Speaking of spin-offs, anyone played Boarderlands Prequel sEquel prequeleprequperjdsueqpfuewf.  Any good and how long?


----------



## justugh (Jan 23, 2015)

Fease said:


> Speaking of spin-offs, anyone played Boarderlands Prequel sEquel prequeleprequperjdsueqpfuewf.  Any good and how long?


borderlands 

was a fun game .....about 30 hours .....that was 2 .........it is a fallout type of game 

http://kickass.so/borderlands-the-pre-sequel-v-1-0-3u3-3-dlc-2014-pc-steam-rip-by-let-splay-t9976146.html
there u go get it for free if u like it buy it if not play it delete it move to the next

from the look of it..... it is only 5 gbs .....maybe 20hours ( do not forget i play alot of games so the logic to them is simple for me )


----------



## cannawizard (Jan 27, 2015)

justugh said:


> hey
> 
> tha game is to fast i beat it in 10 hours ..........it fallows the same patterns of the game so if u played any of them u know what to do off the top
> 
> tho the flying is fun and killing ppl in mayhem is always fun but the game is to easy if u can pick it up for something under 20 bucks be worth it but not at 20 bucks


I was thinking of getting it, but after the last expansion with the super powers, I kinda lost interest-- still a good game to play once in awhile if you want to terrorize pedestrians with a tank lol


----------



## sunni (Jan 30, 2015)

cannawizard said:


> I was thinking of getting it, but after the last expansion with the super powers, I kinda lost interest-- still a good game to play once in awhile if you want to terrorize pedestrians with a tank lol


the superpowers thing threw me off to... didnt really follow the whole premise of the other SR games.


----------



## justugh (Jan 30, 2015)

cannawizard said:


> I was thinking of getting it, but after the last expansion with the super powers, I kinda lost interest-- still a good game to play once in awhile if you want to terrorize pedestrians with a tank lol


i know where that pic is from at the bottom of page for u ........really no super powers even tho u embrace madness 

well the sheer fact that u get to punch the devil in the face got me to play it .......but i figured they would of done a little more


----------



## cannawizard (Jan 31, 2015)

sunni said:


> the superpowers thing threw me off to... didnt really follow the whole premise of the other SR games.

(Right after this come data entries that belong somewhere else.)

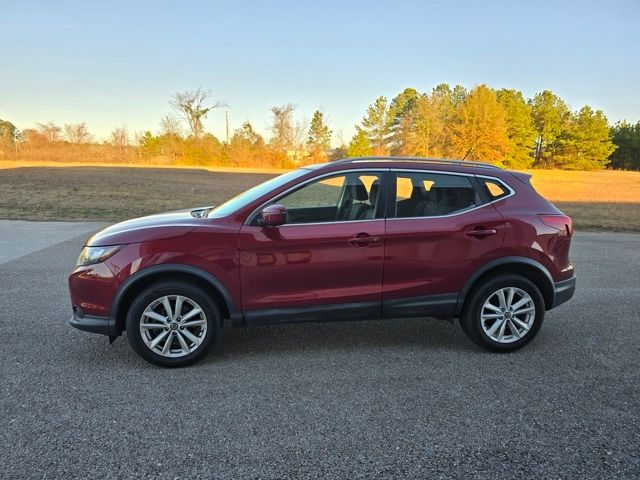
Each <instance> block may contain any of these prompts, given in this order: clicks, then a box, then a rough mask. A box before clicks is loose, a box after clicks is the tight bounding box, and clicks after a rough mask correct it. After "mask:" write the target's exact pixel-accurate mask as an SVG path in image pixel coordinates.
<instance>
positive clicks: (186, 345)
mask: <svg viewBox="0 0 640 480" xmlns="http://www.w3.org/2000/svg"><path fill="white" fill-rule="evenodd" d="M206 334H207V317H206V315H205V314H204V311H203V310H202V308H201V307H200V305H198V304H197V303H196V302H194V301H193V300H192V299H190V298H188V297H185V296H183V295H166V296H163V297H160V298H158V299H156V300H154V301H153V302H151V303H150V304H149V305H148V306H147V308H145V310H144V312H143V313H142V316H141V317H140V336H141V337H142V340H143V341H144V343H145V345H146V346H147V348H149V350H151V351H152V352H153V353H155V354H157V355H162V356H163V357H171V358H175V357H183V356H185V355H188V354H189V353H191V352H194V351H195V350H197V349H198V347H199V346H200V344H201V343H202V342H203V340H204V338H205V336H206Z"/></svg>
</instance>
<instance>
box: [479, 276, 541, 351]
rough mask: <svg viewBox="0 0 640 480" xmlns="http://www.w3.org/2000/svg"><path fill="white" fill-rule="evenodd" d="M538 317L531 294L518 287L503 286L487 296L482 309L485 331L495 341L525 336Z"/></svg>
mask: <svg viewBox="0 0 640 480" xmlns="http://www.w3.org/2000/svg"><path fill="white" fill-rule="evenodd" d="M535 318H536V307H535V303H534V301H533V299H532V298H531V296H530V295H529V294H528V293H527V292H525V291H524V290H522V289H520V288H516V287H505V288H501V289H499V290H497V291H495V292H494V293H492V294H491V295H489V297H488V298H487V300H486V301H485V302H484V304H483V305H482V310H481V311H480V323H481V324H482V329H483V330H484V333H485V334H486V335H487V337H489V338H490V339H491V340H493V341H494V342H498V343H512V342H516V341H518V340H520V339H521V338H523V337H525V336H526V335H527V334H528V333H529V330H531V327H532V326H533V322H534V321H535Z"/></svg>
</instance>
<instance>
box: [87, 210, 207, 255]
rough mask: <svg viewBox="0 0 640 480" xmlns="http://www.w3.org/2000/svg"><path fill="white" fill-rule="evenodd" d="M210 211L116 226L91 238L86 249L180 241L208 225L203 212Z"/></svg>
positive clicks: (113, 225)
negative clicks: (180, 236)
mask: <svg viewBox="0 0 640 480" xmlns="http://www.w3.org/2000/svg"><path fill="white" fill-rule="evenodd" d="M210 208H211V207H203V208H197V209H194V210H178V211H175V212H167V213H159V214H156V215H149V216H146V217H140V218H134V219H132V220H126V221H124V222H120V223H116V224H115V225H111V226H110V227H107V228H105V229H103V230H100V231H99V232H98V233H96V234H95V235H93V236H92V237H91V238H89V240H88V241H87V245H89V246H92V247H100V246H106V245H121V244H125V243H138V242H148V241H150V240H162V239H168V238H174V237H178V236H180V235H184V234H185V233H187V232H189V231H191V230H193V229H194V228H195V227H197V226H198V225H202V224H203V222H205V221H207V219H206V218H203V217H206V213H204V212H206V211H208V210H209V209H210Z"/></svg>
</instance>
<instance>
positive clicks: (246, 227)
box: [69, 159, 573, 328]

same, i started with part 3-- dont really know anything prior to that~ just waiting on GTA V to come out on steam (march).. and been playing guild wars 2-- good game but makes me miss WoW :\



justugh said:


> i know where that pic is from at the bottom of page for u ........really no super powers even tho u embrace madness
> 
> well the sheer fact that u get to punch the devil in the face got me to play it .......but i figured they would of done a little more


i found that pic from google search (asura/soul eaters) , and yes, one must embrace madness to know sanity  lol


----------